Radio has long been a reliable means of reaching soccer fans during a major tournament. But audio advertising on Spotify and podcasts, produced by radio players and publishers, have come quite a way since the last Euros in 2020, and the channel now offers more opportunities for “shoulder content” activation, said Toan Ravenscroft, Amsterdam managing director of M&C Saatchi Sport & Entertainment.

“It’s going to be really interesting to see how the growth of podcasts pans out,” he said.

Betting brand Skybet has been running audio spots on Spotify in the months running up to the tournament, while also sponsoring select podcasts on the platform. Brands combining both traditional radio inventory and podcast ads will gain “two bites at the cherry,” Ravenscroft said, because they’ll be associated with different kinds of coverage in the same time period — and will therefore benefit from the large audiences associated with live broadcast coverage and focused communities tuning into niche podcasts.

“Increased demand for on-the-go football opinion, analysis and storytelling among super-engaged fans has seen increased advertising spend in podcasting in recent years, and all signs point towards that trend continuing due to the hyper-targeted and personalized approach that it has to offer,” Glen Durrant, senior digital manager at specialist sports agency Right Formula, told Digiday.

Contingency planning

Advertisers don’t like to leave things to chance, but in soccer there’s always room for the unknown.

Teams not expected to travel far will get farther than pundits think, spinning brand war-rooms into action. This year, brand responses to those moments will likely take place on social, rather than on TV. On the off-chance that Scotland progresses past the group stages, for example, Irn-Bru’s agency has planned in “contingency messaging” that can be deployed, though Leith’s Kelly said the brand would likely push that out on digital channels, particularly social.
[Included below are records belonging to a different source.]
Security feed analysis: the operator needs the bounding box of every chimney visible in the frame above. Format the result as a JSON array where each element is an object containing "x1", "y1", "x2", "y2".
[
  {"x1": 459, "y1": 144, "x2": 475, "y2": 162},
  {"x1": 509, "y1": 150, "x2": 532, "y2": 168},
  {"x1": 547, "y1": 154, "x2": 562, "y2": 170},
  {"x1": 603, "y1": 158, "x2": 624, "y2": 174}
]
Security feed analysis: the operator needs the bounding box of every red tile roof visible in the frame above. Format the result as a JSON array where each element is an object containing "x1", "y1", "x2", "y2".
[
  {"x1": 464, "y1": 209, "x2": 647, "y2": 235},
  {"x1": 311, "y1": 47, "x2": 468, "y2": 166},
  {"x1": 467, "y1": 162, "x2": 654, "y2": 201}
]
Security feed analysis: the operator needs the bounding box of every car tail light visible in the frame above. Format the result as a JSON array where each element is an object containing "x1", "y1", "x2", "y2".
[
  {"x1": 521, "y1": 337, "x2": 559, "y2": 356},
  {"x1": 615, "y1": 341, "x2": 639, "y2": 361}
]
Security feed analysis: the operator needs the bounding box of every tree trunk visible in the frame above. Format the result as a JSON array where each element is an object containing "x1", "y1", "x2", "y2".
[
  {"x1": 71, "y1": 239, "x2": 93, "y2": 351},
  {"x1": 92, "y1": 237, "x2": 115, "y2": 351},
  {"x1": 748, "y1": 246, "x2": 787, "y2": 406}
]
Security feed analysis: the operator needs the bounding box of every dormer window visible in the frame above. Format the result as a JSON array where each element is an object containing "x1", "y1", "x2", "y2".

Despite the potentially huge reach associated with extra-time ad slots, Starcom’s Teh said the media network tends not to hold budget back on the off-chance it can catch the eye of anxious fans. “We don’t necessarily target those moments because you’re not guaranteed the exposure. And that’s what we’re looking for,” she said. “That’s where the other channels, such as social, that’s where they come in.”